Bugün tüm taraflar iki devletli çözümün Filistin sorunu için tek adil ve kalıcı çözüm olduğu konusunda hemfikirdir. Ancak bu yeterli değildir. Bunu hayata geçirmek zorundayız. İsrail, her şeyden önce Filistinlilerle barış yapmadan daha geniş bölgesel planların kendisine arzu ettiği güvenliği getirmediğini ve getirmeyeceğini anlamalıdır. Ayrıca, gerçeğin yapısallaştırılmasından başka bir şeye hizmet etmeyen yerleşik retoriği yıkmalıyız. Müslüman ülkeler olarak özgüvenle hareket etmeli ve bize dayatılan bu hegemonik anlatıya meydan okumalıyız.

Son olarak, Türkiye'nin görüşü yeni bir garanti mekanizmasının tasarlanması ve hayata geçirilmesi gerektiği yönündedir. Bölgedeki Müslüman ülkeler Filistin halkının hayatta kalmasını ve refahını sağlamalı ve kalıcı bir barışın garantörleri olarak hareket etmelidir. Böyle bir mekanizma, bu merkezde Filistin ile bir barış, güvenlik ve istikrar alanı yaratma potansiyeline sahiptir. Bu aynı zamanda İstanbul'daki 7. Olağanüstü İslam Zirvesi'nde mutabık kaldığımız ve BM Genel Kurul Kararları ile kabul edildiği üzere Filistinlilere sağlanacak uluslararası korumaya da uygun olacaktır.

Değerli kardeşlerim, 7 Ekim'den bu yana yaşananlar, İslam dünyasının birlik içinde düşünmesi, konuşması ve hareket etmesi gerektiğini bir kez daha göstermiştir. Bugüne kadar bu tür acil konularda bir araya geldik, kınadık ve erteledik. Bu sefer işin içinde olabilmek için işi orada bırakmamalıyız. İsrail ve diğerleri Filistinlilerle barışı ertelemenin bir bedeli olacağını anlamalıdır. İsrail'in bir vahşet gerçekleştirmesi, bizden sert eleştiriler alması ve başka bir vahşet gerçekleştirerek bunu dünyaya unutturması şeklindeki kısır döngüyü kırmak zorundayız.
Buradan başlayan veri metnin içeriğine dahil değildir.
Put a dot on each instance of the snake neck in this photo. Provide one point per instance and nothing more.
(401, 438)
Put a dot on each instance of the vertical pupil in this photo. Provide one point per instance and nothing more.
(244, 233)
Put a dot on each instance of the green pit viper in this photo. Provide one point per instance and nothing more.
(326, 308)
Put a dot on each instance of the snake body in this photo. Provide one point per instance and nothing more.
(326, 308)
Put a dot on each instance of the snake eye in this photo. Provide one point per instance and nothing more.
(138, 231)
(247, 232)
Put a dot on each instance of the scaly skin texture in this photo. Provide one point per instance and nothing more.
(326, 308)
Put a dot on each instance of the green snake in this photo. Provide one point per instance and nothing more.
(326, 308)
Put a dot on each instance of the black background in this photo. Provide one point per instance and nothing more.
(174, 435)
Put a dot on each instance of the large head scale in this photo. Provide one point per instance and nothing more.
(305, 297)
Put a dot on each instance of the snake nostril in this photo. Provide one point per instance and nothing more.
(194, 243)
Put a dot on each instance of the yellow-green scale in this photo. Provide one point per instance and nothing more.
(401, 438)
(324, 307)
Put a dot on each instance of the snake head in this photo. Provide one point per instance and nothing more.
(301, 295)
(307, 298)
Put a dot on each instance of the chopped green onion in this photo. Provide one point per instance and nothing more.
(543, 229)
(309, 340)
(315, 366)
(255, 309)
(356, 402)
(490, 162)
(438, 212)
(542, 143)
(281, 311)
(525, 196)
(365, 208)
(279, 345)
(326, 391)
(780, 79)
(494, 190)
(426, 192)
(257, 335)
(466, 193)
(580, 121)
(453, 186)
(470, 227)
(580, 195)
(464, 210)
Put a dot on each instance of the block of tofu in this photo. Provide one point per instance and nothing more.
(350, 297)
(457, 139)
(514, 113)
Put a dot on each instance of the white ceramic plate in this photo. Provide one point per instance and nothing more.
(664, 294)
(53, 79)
Onlar bu kalıba alışmış durumdalar.

Haberin Devamı

Bakan Fidandan Gazze açıklaması: Müslüman dünyası, cesur kararlar almalı

‘MÜSLÜMAN DÜNYASI CESUR KARARLAR ALMALI’

Müslüman dünyası cesur kararlar almalı ve başkenti Doğu Kudüs olan egemen, bağımsız ve sürekli olan bir Filistin Devleti hayata geçene kadar bunları aşamalı bir şekilde uygulamalıdır. Bu amaçla, nihai bildiriye aşağıdaki paragrafın eklenmesini öneriyorum: Üye Devletler, işgalci güç İsrail'in insanlığa karşı işlediği suçu durdurmak için tüm uygulanabilir ve etkili diplomatik, yasal ve zorlayıcı tedbirleri uygulamaya çağırılmaktadır. Buna ilaveten, Yürütme Komitesi Genel Sekretere, İsrail'e yönelik bir tedbir ve eylem planı hazırlamakla görevlendirmelidir.”

Haberin Devamı

İslam İşbirliği Teşkilatı: Filistin’in İsrail saldırganlığına karşı meşru müdafaa hakkını destekliyoruz

Suudi Arabistan’ın Cidde kentinde düzenlenen İslam İşbirliği Teşkilatı'nın (İİT) Dışişleri Bakanları düzeyindeki İcra Komitesi Toplantısı’nın ardından ortak bildiri yayınlandı. Filistin meselesinin tüm İslam alemi için önemli olduğu vurgulanan bildiride, “Filistin halkının devredilemez hakları olan özellikle kendi kaderini tayin etme, Filistinli mültecilerin geri dönüşünü, bağımsızlık ve 4 Haziran 1967 sınırlarında bağımsız ve egemen başkenti Kudüs olan Filistin devletinin kurulmasının yanı sıra hayatlarını, kutsallarını ve mallarını hedef alan İsrail saldırganlığına karşı meşru müdafaa hakkını destekliyoruz” denildi.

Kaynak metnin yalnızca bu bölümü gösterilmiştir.